Otto and more than two dozen scientists with the World Weather Attribution project quantified the influence of climate change on the heavy rainfall. The group analyzed weather data and ran computer models to simulate the rainfall in a world without climate change compared to today’s climate, which has warmed about 1.2 degrees Celsius since the 1800s. The findings, which are not yet peer-reviewed, use well-established methodologies that have been peer-reviewed and used in past analyses.
The researchers looked at rainfall for 60 days across the entire summer nationwide as well as the five-day heaviest period over Baluchistan and Sindh. They found that climate change probably intensified the five-day total by up to 75 percent and increased the intensity of the 60-day rain by 50 percent.
They also found that having rain in such amounts today has about a 1 percent chance of happening in a year, known as a 1-in-100 year rain event.
“In the world without climate change, it would have been less likely,” said Otto.
Otto emphasized that the findings have large uncertainties because of the difficulty of modeling rainfall in the region, which experiences highly variable rainfall from year to year and numerous factors that can affect the monsoonal rainfall.
However, the team’s findings agree with recent assessments from the United Nations Intergovernmental Panel on Climate Change, which project more intense rain in the area. Historical weather records and past studies also show the number and frequency of extreme rain events has increased in recent decades.
While climate change is a factor, the team said there are several factors — some even more important than climate change — that set the unprecedented flooding in motion.

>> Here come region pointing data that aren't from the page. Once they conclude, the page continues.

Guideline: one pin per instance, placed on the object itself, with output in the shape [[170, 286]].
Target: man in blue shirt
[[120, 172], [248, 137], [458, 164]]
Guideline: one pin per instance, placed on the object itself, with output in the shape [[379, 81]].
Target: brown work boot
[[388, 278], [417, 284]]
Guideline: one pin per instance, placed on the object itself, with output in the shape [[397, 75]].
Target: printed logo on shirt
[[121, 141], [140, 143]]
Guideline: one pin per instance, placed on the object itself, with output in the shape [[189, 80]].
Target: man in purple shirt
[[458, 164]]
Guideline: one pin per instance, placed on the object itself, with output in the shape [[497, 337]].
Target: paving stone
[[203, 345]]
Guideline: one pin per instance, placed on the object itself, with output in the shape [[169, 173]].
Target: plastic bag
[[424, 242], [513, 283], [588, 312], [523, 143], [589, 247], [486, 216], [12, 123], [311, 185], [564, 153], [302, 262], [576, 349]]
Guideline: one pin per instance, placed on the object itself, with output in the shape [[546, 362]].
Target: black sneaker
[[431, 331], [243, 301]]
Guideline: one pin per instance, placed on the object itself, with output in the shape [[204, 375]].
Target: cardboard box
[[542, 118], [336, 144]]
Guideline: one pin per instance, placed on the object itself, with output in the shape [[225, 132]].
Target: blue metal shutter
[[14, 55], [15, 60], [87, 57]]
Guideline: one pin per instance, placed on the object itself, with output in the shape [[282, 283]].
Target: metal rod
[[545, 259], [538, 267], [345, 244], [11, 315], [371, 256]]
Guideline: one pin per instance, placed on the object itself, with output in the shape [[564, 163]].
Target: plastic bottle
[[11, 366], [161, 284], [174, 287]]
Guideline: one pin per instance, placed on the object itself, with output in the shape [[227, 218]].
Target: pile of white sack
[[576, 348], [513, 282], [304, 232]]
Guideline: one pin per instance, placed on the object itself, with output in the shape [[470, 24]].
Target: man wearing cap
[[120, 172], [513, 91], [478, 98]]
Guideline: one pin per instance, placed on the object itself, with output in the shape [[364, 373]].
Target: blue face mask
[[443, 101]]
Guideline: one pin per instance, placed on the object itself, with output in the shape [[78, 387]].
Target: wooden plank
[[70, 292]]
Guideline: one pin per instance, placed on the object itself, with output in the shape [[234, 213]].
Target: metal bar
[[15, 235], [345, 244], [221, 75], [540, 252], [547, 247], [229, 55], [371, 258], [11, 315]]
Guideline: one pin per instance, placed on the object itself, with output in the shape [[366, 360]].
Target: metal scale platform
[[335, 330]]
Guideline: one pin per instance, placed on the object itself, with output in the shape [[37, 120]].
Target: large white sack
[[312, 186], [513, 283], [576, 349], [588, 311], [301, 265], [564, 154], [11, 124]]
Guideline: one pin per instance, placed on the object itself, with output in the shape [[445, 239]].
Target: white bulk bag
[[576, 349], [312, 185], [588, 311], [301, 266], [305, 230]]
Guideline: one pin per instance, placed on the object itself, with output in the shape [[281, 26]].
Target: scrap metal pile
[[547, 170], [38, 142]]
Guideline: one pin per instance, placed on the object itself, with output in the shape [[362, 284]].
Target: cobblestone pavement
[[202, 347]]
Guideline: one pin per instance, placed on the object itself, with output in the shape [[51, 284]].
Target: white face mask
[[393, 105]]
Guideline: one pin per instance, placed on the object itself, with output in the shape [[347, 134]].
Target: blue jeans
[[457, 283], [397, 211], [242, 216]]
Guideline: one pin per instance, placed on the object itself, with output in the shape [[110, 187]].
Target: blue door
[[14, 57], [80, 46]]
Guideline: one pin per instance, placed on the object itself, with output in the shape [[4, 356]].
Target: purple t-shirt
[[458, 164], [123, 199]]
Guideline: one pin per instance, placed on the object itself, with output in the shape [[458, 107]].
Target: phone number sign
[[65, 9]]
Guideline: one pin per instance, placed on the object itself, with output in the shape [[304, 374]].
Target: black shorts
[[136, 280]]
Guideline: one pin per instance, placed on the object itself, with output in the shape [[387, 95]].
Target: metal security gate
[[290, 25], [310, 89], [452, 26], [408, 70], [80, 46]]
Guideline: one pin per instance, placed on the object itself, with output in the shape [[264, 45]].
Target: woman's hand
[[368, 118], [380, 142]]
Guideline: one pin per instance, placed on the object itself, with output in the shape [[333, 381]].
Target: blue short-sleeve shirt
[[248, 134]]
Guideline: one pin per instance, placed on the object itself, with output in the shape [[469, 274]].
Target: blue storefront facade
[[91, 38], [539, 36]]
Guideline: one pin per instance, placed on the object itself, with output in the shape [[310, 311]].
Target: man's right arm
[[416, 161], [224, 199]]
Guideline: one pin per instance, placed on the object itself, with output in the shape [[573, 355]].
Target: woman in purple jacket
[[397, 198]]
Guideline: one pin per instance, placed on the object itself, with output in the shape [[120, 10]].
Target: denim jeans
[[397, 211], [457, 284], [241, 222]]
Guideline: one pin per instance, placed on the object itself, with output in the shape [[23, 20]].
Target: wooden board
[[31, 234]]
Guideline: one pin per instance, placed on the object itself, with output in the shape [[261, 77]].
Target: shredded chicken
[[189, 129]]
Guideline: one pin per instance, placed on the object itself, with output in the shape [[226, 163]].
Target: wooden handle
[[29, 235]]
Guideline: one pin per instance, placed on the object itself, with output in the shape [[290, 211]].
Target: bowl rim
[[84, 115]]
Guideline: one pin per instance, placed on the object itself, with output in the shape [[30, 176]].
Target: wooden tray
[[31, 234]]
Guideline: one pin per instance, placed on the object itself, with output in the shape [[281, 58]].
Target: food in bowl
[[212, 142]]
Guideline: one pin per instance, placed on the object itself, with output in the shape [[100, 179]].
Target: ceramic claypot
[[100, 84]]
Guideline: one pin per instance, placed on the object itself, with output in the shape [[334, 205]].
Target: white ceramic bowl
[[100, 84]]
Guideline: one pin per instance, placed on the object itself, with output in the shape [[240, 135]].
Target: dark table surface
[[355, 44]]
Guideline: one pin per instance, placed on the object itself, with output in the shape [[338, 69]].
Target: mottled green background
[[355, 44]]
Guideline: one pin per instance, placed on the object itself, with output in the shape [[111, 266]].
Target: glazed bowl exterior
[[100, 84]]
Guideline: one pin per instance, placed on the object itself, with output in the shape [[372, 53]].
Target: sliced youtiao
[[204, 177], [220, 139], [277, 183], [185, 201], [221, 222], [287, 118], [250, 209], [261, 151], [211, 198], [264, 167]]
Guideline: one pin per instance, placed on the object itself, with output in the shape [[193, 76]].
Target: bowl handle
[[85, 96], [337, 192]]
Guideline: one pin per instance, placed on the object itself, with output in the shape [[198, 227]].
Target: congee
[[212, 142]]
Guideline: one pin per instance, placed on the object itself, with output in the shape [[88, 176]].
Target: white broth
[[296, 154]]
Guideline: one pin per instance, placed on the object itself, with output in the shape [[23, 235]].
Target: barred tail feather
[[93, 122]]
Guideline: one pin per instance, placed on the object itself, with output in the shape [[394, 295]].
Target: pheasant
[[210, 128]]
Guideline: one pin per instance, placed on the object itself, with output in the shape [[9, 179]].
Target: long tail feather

Scientist Fahad Saeed, who was part of the analysis, said several meteorological factors played a role in the heavy rainfall. The current La Niña conditions, characterized by cooler surface water in the equatorial Pacific Ocean, instigated more monsoonal rainfall to the region. A negative dipole in the Indian Ocean, creating warmer-than-average sea surface conditions in the eastern Indian Ocean, also made more moisture available for transport over the land.
Saeed said intense heat waves over the country in the spring also primed the season. Record heat waves in March and April — made 30 times more likely due to climate change, according to a different analysis by the World Weather Attribution group — increased the differential between land and water temperatures, prompting more winds from the ocean to flow to land and drop more moisture.
Yet perhaps the most important catalyst for the fatal flooding was the country’s vulnerability and preparedness.
“The historic levels of rainfall that we’ve just heard about, especially in Sindh and Baluchistan, meant that the country had obviously been dealing with an unprecedented hazard,” said Ayesha Siddiqi, a researcher at the University of Cambridge who was involved in the analysis. “It’s not really possible for any country, anywhere, to be entirely prepared.”
Even so, Siddiqi said water management along the Indus River delta fed into the widespread flooding. For instance, she said much of the damage from the catastrophic 2010 flooding was not caused by the rainfall but issues related to dams. Sedimentation reduced the capacity for water channels to carry water while water levels continued to rise. Drainage issues in the lower Indus basin prevented upstream water entering the sea.
Construction of buildings near riverbeds, which block natural water courses, has also allowed water to stagnate.
“It is important to remember that this disaster was the result of a vulnerability that was constructed over many, many years and shouldn’t be seen historically as the outcome of one sporadic sudden event,” Siddiqi said.